Urban Mobility Digital Twins

2023 - Present | Large-Scale Simulation and Interactive Scenario Intelligence

Project Overview

This direction builds city-scale digital twins where synthetic people, household behavior, and transportation networks interact in a shared simulation environment. The objective is to support planning and operations with controllable, interpretable scenario testing.

Motivation

Static demand forecasts are not enough for real operational decisions. Agencies and planners need systems that can model disruptions, policy changes, and event effects while preserving behavioral realism and transparent assumptions.

Goal

Build an operational digital-twin stack that combines generative mobility intelligence with network simulation so interventions can be tested quickly and compared consistently.

System Narrative

Core architecture

The architecture combines a lightweight domain simulation layer with LLM-augmented adaptive behavior modules to support scenario-driven response.

MobiVerse architecture flow diagram
MobiVerse architecture linking agent behavior synthesis and network-level simulation control.

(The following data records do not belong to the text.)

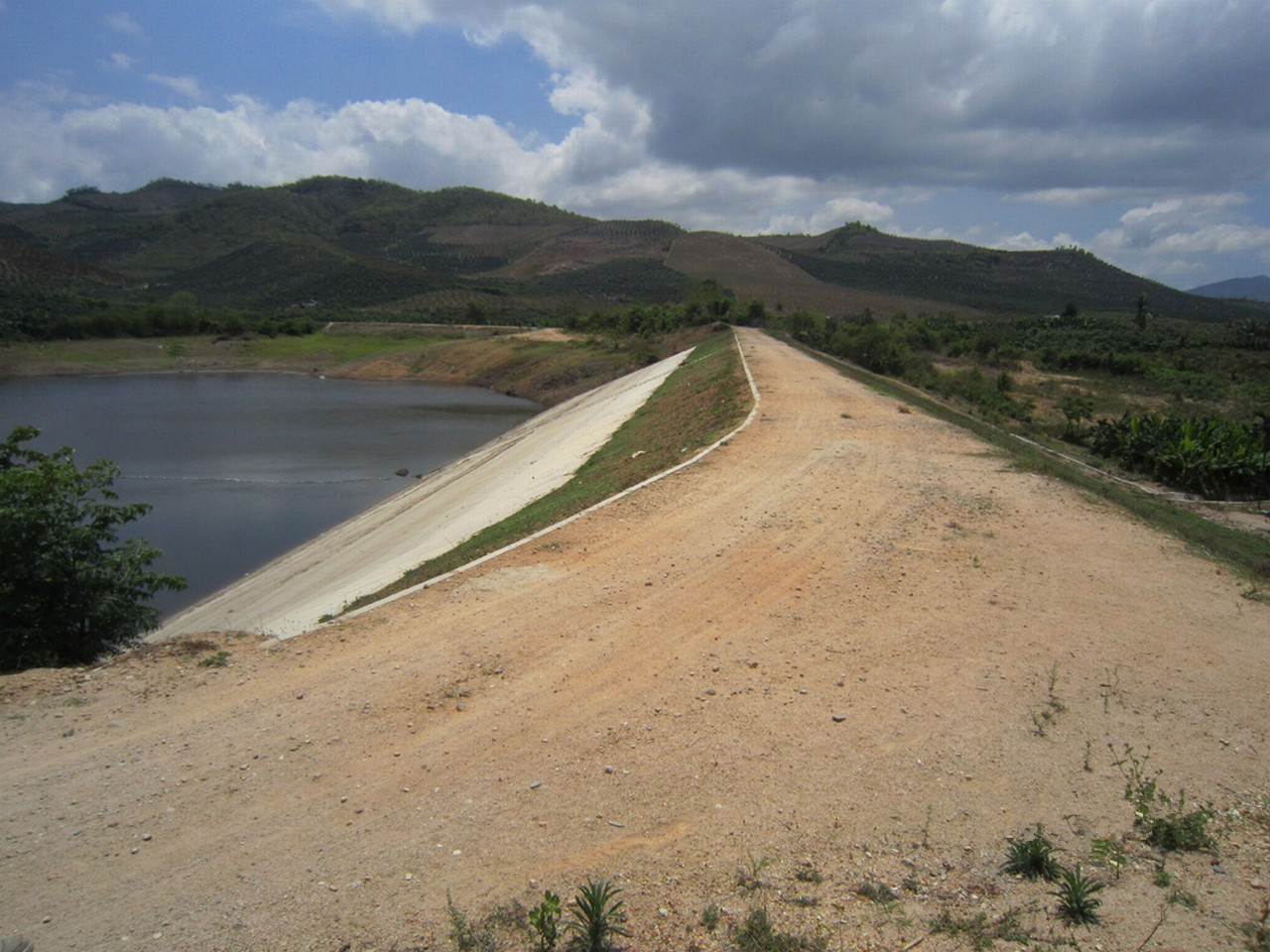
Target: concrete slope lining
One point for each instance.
(362, 555)
(588, 511)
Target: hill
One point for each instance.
(1248, 289)
(826, 674)
(349, 244)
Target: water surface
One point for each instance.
(241, 467)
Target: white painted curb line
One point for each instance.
(601, 504)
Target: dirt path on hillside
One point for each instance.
(822, 653)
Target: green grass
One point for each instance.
(1242, 551)
(702, 400)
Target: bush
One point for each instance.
(68, 590)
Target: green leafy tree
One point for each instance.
(68, 589)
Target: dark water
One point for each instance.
(243, 467)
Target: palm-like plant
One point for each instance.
(595, 914)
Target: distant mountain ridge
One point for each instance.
(1247, 289)
(343, 243)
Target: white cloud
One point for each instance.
(123, 23)
(185, 85)
(1176, 235)
(121, 62)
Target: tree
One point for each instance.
(1143, 315)
(68, 589)
(1076, 408)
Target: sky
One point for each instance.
(1138, 130)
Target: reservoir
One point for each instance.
(240, 467)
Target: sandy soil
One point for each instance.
(376, 547)
(822, 651)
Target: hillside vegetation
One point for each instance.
(1051, 341)
(343, 245)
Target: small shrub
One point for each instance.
(220, 658)
(710, 916)
(1078, 900)
(545, 920)
(595, 915)
(1182, 832)
(1032, 858)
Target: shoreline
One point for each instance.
(373, 548)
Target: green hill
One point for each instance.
(350, 243)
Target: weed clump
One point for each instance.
(758, 934)
(1175, 829)
(1033, 858)
(1078, 897)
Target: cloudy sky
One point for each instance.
(1135, 128)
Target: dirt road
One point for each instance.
(826, 653)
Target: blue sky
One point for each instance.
(1135, 128)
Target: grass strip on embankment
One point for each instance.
(548, 370)
(701, 402)
(1242, 551)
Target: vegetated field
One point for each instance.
(544, 367)
(804, 690)
(1055, 377)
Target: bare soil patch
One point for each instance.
(825, 649)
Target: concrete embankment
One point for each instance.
(372, 549)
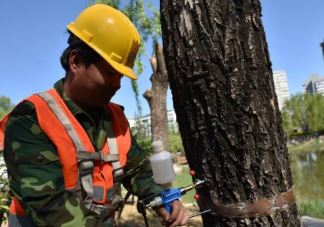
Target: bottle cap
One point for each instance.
(157, 146)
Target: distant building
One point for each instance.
(145, 123)
(281, 87)
(314, 85)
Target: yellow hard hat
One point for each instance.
(111, 34)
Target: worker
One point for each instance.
(69, 149)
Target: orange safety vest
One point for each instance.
(75, 150)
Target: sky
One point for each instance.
(33, 36)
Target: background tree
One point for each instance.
(303, 112)
(147, 20)
(5, 105)
(223, 93)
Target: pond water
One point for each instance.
(308, 173)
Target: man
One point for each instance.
(68, 149)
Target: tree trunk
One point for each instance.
(156, 97)
(223, 93)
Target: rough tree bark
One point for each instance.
(156, 97)
(221, 80)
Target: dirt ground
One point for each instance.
(131, 218)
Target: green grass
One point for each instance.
(306, 147)
(313, 208)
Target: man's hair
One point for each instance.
(86, 54)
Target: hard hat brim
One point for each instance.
(122, 69)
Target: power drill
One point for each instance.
(166, 197)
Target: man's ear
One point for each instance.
(74, 61)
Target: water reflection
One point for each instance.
(308, 173)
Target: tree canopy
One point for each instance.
(303, 113)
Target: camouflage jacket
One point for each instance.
(34, 168)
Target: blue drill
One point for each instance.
(166, 197)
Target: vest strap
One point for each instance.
(113, 148)
(97, 156)
(85, 168)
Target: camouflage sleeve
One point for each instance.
(142, 184)
(35, 174)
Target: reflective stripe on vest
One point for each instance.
(3, 123)
(59, 124)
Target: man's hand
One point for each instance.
(178, 216)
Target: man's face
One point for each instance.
(99, 83)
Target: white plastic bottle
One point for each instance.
(162, 166)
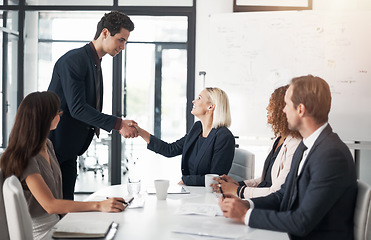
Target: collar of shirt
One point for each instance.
(309, 142)
(95, 54)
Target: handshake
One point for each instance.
(130, 129)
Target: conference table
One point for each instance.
(195, 215)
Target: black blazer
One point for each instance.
(324, 196)
(74, 81)
(215, 156)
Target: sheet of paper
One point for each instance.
(200, 209)
(89, 226)
(138, 201)
(210, 229)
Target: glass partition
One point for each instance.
(9, 71)
(71, 2)
(178, 3)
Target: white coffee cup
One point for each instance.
(133, 186)
(209, 180)
(161, 188)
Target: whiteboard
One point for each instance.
(251, 54)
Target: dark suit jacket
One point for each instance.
(324, 196)
(215, 156)
(74, 81)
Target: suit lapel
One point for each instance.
(320, 138)
(205, 146)
(192, 138)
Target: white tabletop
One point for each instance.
(158, 219)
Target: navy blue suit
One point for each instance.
(74, 81)
(324, 195)
(215, 155)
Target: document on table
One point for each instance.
(209, 229)
(138, 202)
(200, 209)
(86, 229)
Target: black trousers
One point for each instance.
(69, 175)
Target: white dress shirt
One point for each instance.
(308, 142)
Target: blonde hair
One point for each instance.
(222, 112)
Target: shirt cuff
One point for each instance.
(248, 213)
(118, 124)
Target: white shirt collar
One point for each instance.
(309, 141)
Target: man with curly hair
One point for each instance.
(77, 80)
(278, 162)
(318, 198)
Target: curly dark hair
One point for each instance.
(114, 22)
(30, 131)
(278, 118)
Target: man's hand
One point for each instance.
(233, 207)
(127, 129)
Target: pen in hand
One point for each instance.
(221, 191)
(125, 202)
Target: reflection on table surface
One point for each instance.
(180, 216)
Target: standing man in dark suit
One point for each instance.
(318, 198)
(77, 79)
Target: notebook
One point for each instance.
(87, 229)
(176, 189)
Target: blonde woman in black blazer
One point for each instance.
(209, 145)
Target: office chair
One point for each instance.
(362, 213)
(4, 234)
(243, 165)
(17, 215)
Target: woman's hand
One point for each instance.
(143, 133)
(112, 205)
(227, 184)
(228, 179)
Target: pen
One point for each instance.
(126, 202)
(221, 191)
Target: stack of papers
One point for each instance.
(211, 210)
(210, 229)
(86, 229)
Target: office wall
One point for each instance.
(203, 41)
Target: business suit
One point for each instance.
(280, 169)
(324, 196)
(215, 155)
(74, 81)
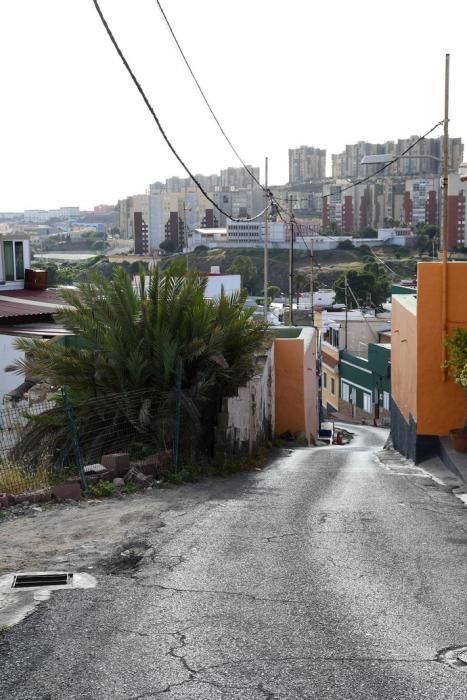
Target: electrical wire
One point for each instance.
(185, 60)
(159, 125)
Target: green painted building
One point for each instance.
(365, 382)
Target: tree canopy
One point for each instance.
(152, 339)
(370, 286)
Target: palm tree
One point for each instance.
(140, 349)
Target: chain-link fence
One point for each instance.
(46, 443)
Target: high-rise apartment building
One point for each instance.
(239, 178)
(425, 158)
(306, 164)
(457, 196)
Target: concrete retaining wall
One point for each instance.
(247, 420)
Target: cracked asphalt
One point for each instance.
(331, 574)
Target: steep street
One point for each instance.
(329, 574)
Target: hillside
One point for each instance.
(328, 264)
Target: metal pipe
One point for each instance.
(291, 263)
(445, 237)
(266, 241)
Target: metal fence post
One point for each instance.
(74, 439)
(178, 400)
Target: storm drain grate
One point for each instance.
(455, 657)
(47, 580)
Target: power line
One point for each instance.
(159, 125)
(177, 43)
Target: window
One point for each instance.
(386, 400)
(345, 392)
(8, 261)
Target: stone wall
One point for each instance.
(247, 420)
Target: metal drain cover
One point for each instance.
(36, 580)
(21, 592)
(455, 657)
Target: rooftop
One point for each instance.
(23, 302)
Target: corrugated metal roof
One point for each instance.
(23, 302)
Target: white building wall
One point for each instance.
(8, 355)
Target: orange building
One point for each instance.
(426, 403)
(296, 382)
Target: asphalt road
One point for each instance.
(326, 575)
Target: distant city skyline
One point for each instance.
(75, 132)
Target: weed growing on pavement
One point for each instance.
(15, 479)
(195, 472)
(105, 489)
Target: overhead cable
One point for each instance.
(177, 43)
(159, 125)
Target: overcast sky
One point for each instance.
(74, 131)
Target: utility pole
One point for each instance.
(445, 294)
(346, 315)
(312, 284)
(266, 241)
(291, 261)
(446, 161)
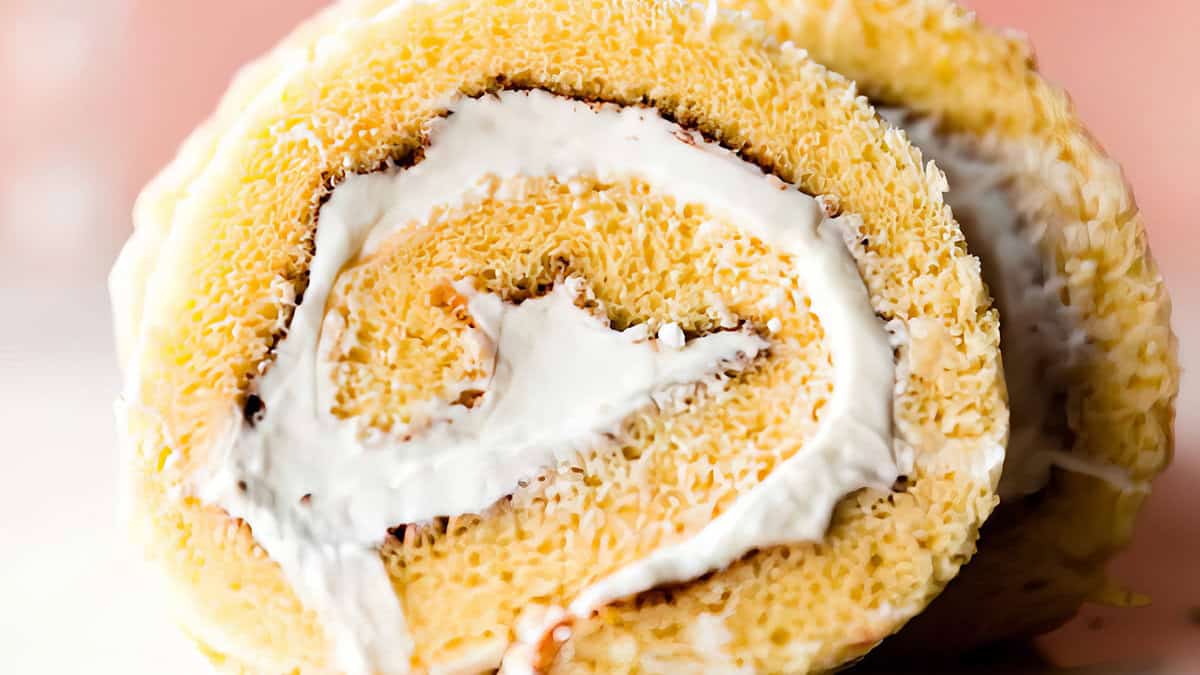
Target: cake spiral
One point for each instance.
(551, 336)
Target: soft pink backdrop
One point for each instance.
(96, 96)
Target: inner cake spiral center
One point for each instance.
(555, 378)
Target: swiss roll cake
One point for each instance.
(591, 336)
(1090, 360)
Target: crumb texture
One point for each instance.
(225, 238)
(1041, 557)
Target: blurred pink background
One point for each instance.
(100, 93)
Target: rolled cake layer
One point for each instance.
(583, 336)
(1090, 359)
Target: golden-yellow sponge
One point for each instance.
(972, 96)
(221, 257)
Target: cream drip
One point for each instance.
(319, 499)
(1041, 335)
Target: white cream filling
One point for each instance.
(1041, 336)
(321, 500)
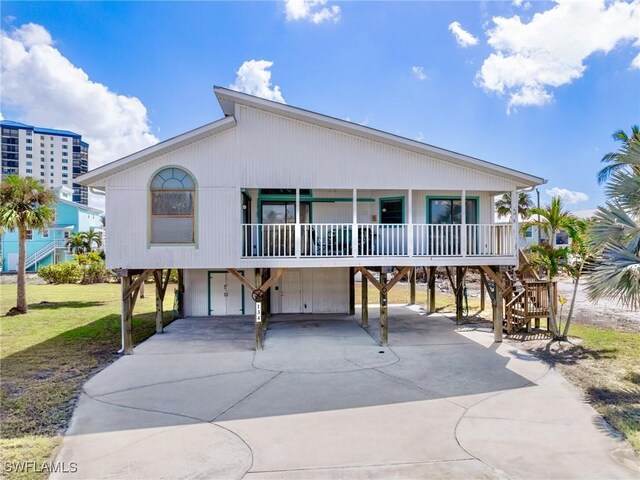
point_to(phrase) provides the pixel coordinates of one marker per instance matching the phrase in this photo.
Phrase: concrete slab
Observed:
(320, 401)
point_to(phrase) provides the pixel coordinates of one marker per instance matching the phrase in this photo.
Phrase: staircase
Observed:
(42, 253)
(526, 297)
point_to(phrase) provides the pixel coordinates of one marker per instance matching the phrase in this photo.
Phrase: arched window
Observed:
(172, 207)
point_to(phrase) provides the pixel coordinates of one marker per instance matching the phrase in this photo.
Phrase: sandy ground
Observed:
(606, 313)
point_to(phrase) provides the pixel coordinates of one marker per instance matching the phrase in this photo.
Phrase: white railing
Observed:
(326, 239)
(268, 240)
(490, 240)
(39, 254)
(437, 240)
(382, 240)
(376, 240)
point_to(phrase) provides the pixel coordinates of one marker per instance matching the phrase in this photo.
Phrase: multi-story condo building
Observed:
(55, 157)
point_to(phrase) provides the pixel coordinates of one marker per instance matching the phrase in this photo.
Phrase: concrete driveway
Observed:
(323, 400)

Observed city-scale dynamics

Simulation outputs reveal how local interventions propagate across the urban system, including emergent congestion and redistribution patterns.

MobiVerse simulation heatmap
Example spatial dynamics from scenario-driven digital twin simulation.

Interactive evidence

The videos below show the operational interface and behavior response under simulation controls. Media frames use aspect-safe rendering so both horizontal and vertical captures remain readable.

MobiVerse demonstration with interactive scenario manipulation.
LA-Sim demonstration for large-scale multimodal operations.

Results

Impact

This direction turns mobility AI into a usable planning environment. It supports rapid intervention analysis, stronger communication of scenario tradeoffs, and more trustworthy AI-assisted transportation decisions in practice.